Now, this isn’t me trying to toot my own horn but it does make me wonder how many others may have been made to feel that they were a bad student if they weren’t looking at their teacher when they spoke, despite what their outputs were. I wasn’t a ‘naughty’ kid by any means, I didn’t disrupt class or disrespect my teachers, but I did struggle to keep focus on them especially when constantly being told “eyes up, Katy. Pay attention”. 

Anyway, back to the initial story, when confronted by their teacher about their ‘lack of focus’ the student responded with but I don’t listen with my eyes. I paused for a minute when reading that.

I don’t listen with my eyes.

Honestly, I’d never really thought about it like that before. Because we don’t listen with our eyes, so why is there so much emphasis on eye contact = attention. When we really think about it, many struggle with this exact thing, especially those within the neurodiverse community. 

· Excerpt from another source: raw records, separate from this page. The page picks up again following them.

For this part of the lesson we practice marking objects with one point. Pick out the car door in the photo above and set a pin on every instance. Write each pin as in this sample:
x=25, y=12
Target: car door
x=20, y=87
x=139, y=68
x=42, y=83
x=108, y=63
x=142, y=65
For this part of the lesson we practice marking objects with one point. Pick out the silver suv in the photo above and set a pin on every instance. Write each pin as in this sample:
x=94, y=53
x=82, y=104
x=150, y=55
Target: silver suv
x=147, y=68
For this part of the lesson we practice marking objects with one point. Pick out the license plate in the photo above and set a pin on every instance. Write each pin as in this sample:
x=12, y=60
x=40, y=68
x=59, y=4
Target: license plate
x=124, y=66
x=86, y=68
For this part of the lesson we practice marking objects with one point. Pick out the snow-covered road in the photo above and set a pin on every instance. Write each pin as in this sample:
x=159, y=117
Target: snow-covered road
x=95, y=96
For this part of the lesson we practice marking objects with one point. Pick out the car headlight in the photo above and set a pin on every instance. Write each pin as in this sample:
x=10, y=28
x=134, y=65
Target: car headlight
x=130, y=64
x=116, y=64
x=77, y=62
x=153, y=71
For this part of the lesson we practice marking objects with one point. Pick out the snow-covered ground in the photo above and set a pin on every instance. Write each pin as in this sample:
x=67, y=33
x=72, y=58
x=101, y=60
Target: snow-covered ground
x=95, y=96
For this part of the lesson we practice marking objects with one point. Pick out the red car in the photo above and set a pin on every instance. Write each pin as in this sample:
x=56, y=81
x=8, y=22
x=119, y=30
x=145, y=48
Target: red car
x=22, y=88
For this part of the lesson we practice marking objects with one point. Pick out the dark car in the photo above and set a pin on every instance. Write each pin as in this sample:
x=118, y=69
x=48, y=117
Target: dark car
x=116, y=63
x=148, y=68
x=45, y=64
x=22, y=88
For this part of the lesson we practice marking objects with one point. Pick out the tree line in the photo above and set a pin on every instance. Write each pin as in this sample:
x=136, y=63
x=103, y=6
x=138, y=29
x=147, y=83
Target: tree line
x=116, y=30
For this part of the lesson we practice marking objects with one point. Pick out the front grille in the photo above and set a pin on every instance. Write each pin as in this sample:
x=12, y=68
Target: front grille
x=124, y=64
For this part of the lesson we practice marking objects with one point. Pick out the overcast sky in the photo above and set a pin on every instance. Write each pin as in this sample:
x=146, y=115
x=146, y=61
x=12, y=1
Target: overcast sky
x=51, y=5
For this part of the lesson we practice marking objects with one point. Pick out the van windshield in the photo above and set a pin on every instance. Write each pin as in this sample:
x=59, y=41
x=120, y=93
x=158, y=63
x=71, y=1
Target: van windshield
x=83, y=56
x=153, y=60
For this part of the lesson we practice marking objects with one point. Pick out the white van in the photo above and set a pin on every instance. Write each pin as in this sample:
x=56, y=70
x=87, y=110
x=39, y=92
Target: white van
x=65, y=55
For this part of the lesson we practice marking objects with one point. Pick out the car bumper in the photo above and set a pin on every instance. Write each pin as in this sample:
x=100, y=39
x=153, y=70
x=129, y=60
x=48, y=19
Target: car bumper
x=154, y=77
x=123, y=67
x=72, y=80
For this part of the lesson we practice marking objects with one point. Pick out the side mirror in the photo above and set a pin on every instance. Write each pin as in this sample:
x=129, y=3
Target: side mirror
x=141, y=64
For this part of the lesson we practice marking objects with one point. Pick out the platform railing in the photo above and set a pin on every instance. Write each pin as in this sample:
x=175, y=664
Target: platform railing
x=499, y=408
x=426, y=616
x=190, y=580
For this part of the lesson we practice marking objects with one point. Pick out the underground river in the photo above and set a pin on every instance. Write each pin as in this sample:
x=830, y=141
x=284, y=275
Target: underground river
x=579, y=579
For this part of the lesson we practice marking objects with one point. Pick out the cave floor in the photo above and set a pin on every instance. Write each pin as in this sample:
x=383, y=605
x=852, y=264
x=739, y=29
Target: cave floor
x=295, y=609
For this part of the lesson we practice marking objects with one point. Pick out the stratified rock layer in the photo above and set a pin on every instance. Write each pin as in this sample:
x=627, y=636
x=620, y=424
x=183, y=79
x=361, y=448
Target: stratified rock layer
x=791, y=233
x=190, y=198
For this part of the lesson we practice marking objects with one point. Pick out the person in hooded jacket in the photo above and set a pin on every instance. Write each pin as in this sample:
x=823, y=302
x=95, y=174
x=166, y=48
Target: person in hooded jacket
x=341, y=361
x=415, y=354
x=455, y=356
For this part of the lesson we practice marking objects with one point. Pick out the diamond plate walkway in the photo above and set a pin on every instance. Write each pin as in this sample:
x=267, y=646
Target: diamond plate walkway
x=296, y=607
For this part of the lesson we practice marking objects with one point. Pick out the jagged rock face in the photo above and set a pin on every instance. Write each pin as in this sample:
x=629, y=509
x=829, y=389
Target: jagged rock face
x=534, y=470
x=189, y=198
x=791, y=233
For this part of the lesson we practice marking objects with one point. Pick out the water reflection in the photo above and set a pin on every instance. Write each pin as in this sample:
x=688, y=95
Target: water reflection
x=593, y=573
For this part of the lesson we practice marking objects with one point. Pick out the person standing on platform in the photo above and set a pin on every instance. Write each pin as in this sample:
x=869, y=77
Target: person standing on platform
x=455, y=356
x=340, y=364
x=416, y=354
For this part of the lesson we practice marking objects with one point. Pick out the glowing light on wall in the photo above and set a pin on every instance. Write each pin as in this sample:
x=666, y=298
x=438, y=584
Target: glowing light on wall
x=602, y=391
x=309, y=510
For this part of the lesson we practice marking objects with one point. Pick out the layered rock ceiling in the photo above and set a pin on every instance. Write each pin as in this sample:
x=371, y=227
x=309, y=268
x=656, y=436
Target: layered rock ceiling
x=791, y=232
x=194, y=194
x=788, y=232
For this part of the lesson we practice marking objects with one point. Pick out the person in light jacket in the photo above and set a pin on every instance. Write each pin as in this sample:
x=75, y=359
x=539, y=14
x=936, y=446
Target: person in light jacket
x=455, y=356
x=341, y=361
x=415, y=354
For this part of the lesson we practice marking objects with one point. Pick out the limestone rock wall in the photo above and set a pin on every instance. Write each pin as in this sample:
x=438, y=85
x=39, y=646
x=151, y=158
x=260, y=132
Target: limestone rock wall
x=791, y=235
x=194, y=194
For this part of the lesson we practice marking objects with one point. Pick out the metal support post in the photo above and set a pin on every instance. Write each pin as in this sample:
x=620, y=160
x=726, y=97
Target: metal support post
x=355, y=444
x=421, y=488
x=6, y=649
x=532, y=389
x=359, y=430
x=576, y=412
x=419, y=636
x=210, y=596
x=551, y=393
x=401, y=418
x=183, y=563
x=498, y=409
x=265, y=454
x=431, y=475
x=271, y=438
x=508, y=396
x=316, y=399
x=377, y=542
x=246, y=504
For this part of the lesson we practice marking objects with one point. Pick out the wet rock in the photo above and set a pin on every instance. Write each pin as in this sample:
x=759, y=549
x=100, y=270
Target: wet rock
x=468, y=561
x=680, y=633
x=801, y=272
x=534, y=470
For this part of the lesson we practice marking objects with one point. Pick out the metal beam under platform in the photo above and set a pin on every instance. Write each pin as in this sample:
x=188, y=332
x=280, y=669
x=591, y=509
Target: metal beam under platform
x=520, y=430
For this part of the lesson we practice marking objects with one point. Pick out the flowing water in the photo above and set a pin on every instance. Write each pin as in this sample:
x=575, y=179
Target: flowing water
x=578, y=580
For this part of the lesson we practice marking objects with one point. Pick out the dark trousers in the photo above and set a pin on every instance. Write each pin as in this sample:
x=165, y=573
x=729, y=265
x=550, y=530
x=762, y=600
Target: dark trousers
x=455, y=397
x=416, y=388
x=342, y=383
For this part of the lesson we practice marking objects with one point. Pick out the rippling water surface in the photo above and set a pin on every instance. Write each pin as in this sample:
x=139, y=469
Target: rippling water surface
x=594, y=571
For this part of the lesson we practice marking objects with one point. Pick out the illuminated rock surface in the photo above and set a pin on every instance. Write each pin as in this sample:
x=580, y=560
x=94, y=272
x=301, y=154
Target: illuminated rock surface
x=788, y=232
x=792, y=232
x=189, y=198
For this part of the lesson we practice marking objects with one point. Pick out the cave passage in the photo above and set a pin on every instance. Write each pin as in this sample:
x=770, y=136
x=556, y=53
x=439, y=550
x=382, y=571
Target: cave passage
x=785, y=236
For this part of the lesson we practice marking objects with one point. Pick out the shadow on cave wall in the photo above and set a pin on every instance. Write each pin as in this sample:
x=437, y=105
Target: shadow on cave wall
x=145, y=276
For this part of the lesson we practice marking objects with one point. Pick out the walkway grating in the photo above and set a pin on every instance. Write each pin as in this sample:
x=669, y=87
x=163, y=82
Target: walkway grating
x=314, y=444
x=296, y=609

A technique often adopted is the use of physical stimuli to help maintain focus and retain information, this could be simply doodling, or using fidget toys. Whilst some see these as distractions, many use them as something to focus on so that they don’t become distracted. 

I began thinking about the ways that this translates into our adult life and how I wish it hadn’t taken me to my 30’s to become self-aware about the way in which I absorb information. 

I have often sat in meetings both in person and online and spent a lot of time thinking to myself ‘make eye contact’, ‘make sure it looks like you’re paying attention’ then realising that by trying to make myself look focused, I actually wasn’t focused at all. So, when I join a call and the first message is ‘cameras on please’ I can’t help but shudder and feel like I’m being watched. 

Now, my rational brain knows that this isn’t really the case, but that doesn’t stop me overthinking it and I’m certain I’m not the only one. 

This also doesn’t mean that if my camera is on I’m not paying attention, I’ve found my own ways to keep focus as much as possible. But we do need to think about how we might be impacting those who have similar struggles. Society can be very quick to judge those who don’t seem engaged or remain quiet during meetings, unaware that they are just absorbing information in their own way. It’s important to remember that just because someone isn’t vocal or staring into your eyes doesn’t mean they aren’t taking in information. 

My point here is that everyone learns in different ways and in the modern workplace, it’s essential to recognise that not everyone processes information in the same way. While we often associate attentiveness with eye contact, it’s crucial to understand that people absorb and focus on information differently. True inclusivity means acknowledging that one’s attention isn’t always directly tied to their visual engagement. Some may listen more effectively with their ears, absorbing information through active listening, while others might prefer written communication or other sensory cues. To foster a truly inclusive workplace, we need to respect diverse processing styles, ensuring that everyone’s unique way of paying attention is valued and accommodated.